What I consider the toughest workout for this week in my training is the pace run. With the exception of week #10's, 9-mile pace run, I've missed hitting them all. I've either ran them too fast or too slow. Today was a pleasant surprise, I hit it right on. To top it all off, I even hit a negative split running the second half 34 seconds faster per mile than the first half.
34 secs faster in the 2nd half:
1st 5.1 was 9:26
2nd 5.1 was 8:52
This means that I am gaining strength and that the Higdon plan is definitely working. I am adapting to the stress. My initial fear in the beginning was recovering in time before the next quality workout. For instance, with the hill work on Wednesday, there was a little bit of trepidation going into the pace run. I thought my legs would be too sore where I would need an extra day off. But Thursday morning came and I was fine. I even threw in an extra mile in the workout. Instead of five, I ran six miles--at marathon pace! So far so good.
Sunday Going Long
|Pt. Buchon Trail at Montana de Oro|
|What magnificent views!|
|The whole run I was treated to serenity|
|Who woudn't want to run this trail?|
|There's at least 5 overlooks along the trail|
|This will be my course for my long runs|
I wanted to mix it up for the 20 milers. I wanted a different route. Last year, for all the 20+ long runs, I ran all four using the same route. It was good in a way, because I could compare my efforts from one week over the next. This time, I want my legs to feel different grades, pitches and textures.

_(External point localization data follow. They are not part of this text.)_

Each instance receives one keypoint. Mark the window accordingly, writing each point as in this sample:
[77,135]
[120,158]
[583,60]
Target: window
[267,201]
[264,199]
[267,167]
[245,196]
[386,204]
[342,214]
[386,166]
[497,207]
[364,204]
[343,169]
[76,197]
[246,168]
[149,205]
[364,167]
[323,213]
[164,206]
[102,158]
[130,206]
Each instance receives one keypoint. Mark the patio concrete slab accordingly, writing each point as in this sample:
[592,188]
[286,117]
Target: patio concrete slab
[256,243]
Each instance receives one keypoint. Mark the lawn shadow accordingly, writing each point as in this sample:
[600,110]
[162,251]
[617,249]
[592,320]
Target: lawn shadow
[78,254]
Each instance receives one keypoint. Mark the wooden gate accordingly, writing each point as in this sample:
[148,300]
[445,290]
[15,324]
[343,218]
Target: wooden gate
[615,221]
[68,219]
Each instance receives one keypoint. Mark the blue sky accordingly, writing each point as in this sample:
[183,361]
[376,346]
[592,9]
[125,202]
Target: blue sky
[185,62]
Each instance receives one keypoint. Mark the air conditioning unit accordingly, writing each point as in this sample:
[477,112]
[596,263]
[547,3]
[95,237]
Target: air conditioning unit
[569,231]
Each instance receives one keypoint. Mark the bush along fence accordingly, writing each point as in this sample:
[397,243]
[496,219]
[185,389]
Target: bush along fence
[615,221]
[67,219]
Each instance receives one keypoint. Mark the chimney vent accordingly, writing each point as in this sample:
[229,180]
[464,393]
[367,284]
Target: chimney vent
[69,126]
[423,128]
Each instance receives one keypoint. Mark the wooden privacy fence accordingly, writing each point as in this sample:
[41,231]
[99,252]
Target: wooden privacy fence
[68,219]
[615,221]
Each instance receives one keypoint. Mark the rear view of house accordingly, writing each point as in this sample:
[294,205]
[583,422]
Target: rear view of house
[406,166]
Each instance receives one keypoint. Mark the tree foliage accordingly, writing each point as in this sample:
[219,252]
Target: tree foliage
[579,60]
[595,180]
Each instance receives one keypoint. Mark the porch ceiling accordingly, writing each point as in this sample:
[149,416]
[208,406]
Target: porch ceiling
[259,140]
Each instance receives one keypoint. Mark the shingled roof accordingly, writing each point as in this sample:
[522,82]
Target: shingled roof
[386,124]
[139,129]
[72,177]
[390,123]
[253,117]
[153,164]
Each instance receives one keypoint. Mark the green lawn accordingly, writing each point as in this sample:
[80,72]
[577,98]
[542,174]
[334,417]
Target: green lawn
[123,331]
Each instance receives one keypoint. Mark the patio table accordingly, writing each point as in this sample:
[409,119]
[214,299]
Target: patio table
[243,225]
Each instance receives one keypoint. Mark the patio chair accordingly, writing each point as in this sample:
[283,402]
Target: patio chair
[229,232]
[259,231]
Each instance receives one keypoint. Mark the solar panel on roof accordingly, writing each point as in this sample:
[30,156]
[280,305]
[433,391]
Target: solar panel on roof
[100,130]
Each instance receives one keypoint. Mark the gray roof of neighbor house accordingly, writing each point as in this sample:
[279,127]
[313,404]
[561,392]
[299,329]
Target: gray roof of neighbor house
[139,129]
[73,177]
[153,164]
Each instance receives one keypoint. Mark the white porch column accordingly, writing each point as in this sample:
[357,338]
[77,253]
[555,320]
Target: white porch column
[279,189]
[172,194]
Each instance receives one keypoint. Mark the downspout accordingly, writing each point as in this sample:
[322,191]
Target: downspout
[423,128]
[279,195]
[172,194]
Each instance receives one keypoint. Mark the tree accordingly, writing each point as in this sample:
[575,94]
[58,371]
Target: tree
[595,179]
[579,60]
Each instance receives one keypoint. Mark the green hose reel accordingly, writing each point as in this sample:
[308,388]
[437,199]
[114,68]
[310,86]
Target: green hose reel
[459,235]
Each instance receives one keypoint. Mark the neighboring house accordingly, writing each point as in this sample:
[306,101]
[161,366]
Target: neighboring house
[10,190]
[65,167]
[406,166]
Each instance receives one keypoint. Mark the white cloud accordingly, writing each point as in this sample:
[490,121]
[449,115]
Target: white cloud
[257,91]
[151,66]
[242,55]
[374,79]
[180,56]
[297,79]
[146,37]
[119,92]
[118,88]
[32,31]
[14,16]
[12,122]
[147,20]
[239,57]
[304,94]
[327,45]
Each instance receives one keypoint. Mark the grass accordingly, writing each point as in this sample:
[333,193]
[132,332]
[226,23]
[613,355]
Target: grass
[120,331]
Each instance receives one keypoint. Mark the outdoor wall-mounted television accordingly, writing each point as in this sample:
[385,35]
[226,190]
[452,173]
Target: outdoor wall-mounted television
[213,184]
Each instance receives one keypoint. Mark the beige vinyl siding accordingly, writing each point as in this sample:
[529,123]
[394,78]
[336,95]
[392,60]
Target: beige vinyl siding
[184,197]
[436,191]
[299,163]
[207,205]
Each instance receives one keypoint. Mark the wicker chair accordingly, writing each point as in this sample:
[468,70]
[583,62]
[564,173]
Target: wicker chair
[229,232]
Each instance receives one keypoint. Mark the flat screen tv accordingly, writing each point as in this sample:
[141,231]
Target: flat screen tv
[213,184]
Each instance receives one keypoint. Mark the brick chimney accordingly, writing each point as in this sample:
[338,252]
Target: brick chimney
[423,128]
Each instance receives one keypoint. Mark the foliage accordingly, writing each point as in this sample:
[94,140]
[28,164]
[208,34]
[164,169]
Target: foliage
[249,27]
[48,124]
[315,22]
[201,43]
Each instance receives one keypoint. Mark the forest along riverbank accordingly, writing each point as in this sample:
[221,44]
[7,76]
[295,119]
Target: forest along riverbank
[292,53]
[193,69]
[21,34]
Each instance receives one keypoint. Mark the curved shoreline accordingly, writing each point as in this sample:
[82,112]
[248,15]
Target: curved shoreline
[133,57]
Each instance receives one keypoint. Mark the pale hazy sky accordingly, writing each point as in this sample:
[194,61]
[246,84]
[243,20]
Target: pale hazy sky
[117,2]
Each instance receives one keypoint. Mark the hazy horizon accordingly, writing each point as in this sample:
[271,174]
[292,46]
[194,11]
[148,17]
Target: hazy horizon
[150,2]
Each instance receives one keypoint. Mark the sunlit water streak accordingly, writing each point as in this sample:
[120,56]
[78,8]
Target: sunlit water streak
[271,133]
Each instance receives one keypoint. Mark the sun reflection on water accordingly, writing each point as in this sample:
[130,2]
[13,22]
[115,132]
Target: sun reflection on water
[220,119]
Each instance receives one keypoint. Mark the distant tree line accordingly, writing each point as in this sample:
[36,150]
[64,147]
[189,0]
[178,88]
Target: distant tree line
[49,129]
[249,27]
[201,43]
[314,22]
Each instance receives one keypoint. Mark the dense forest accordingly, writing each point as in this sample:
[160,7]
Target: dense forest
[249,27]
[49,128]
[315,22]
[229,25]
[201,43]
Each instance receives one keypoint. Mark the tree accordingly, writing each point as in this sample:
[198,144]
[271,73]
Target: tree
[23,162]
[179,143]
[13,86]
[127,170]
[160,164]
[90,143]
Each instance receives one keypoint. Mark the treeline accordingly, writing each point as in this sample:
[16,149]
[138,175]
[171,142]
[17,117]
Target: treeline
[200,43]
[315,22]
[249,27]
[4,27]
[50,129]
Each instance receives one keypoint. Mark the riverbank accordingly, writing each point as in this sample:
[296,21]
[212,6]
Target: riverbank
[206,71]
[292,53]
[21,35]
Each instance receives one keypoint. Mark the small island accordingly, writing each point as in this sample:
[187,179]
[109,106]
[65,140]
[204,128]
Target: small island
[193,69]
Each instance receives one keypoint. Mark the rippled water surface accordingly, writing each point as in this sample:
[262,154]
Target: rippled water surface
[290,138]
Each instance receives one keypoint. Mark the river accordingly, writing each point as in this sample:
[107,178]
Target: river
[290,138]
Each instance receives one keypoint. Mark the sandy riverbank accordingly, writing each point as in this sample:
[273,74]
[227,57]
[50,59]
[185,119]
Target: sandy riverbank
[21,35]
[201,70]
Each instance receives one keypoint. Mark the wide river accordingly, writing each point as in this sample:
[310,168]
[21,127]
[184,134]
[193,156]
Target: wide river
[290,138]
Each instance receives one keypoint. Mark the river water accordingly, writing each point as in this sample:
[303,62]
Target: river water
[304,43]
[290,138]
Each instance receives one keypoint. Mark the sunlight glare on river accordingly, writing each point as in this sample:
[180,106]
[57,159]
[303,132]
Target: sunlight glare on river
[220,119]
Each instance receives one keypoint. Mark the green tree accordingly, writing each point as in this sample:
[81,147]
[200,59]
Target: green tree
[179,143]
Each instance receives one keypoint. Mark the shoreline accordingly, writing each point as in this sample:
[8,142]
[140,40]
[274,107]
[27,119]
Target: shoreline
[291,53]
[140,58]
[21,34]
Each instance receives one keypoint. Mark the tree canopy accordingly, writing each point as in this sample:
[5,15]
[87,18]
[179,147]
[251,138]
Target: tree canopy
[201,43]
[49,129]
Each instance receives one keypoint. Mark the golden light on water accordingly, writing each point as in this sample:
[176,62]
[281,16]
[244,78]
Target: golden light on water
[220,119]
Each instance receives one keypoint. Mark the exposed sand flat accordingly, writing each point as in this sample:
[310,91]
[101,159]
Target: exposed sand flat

Comparison will be difficult. However the advantage is exposure to different terrains. In my first 20 miler, it was done at night and on the roads of Los Osos. For the second 20 miler, today I ran on a hilly trail. It was a mixed bag of gravel, sand, rocks, bunch of squirrel holes. Undulating hills was tiring after a while, my ankles got worked pretty well. I am expecting they will be sore tomorrow. But I know there's a huge benefit to running trails, it will make me stronger for the Marathon. Another reason I decided to choose trails is that it forces me to run slower like I am suppose to. For my last 20 miler in two weeks, I will go back to the roads, but a lot more hillier than LOVR. Also, that's when I will incorporate my goal pace run in the last 4 miles. I will be running this 20 while an actual marathon is going on. I will have to work hard on holding back and understand that I won't be racing--just out for a training run along with other marathoners. I will not be tempted, I will not be tempted.
The motivation behind running a training run with the Paso Harvest Marathon, is because the course is hilly and like Hal said to me, "Why should Higdon-trained runners fear hills?" I'm facing it head on. I remember last year in NY, between miles 23 and 24 is when I really slowed down, then picked it up back on the last mile in Central Park. I was pretty proud of that performance and that does not even come close to the kind of effort I currently put in for hills this time. I'm a notch or two above. So hills have become my friend this training cycle, I guess you can say.
Today's run went well, with the exception of my fumbling with my Garmin. I forgot to hit restart after a photo op with the great picture of the Pacific Ocean on my rave run. I missed some mileage and went unrecorded. For the purposes of my data gathering I have to count it at 19 miles instead of 20. Fifteen of those miles were on dirt at 10:27 pace. The rest were warm up and cool down at 12:10 pace. Overall, the pace was 10:47 for 19 miles. Success!
Week #13 is now done with 52 miles under my belt. I have one more long run to complete in two weeks. Then hello taper--that's my great freak out period. I am looking forward to the cut back in Week #14. In a nutshell, it looks like this with approximately 36 miles.
Mon - rest
Tues - 6
Wed - 45 min. tempo
Thurs - 5
Fri - rest
Sat - 6
Sun - 12
I hope your training is going well...Happy Running!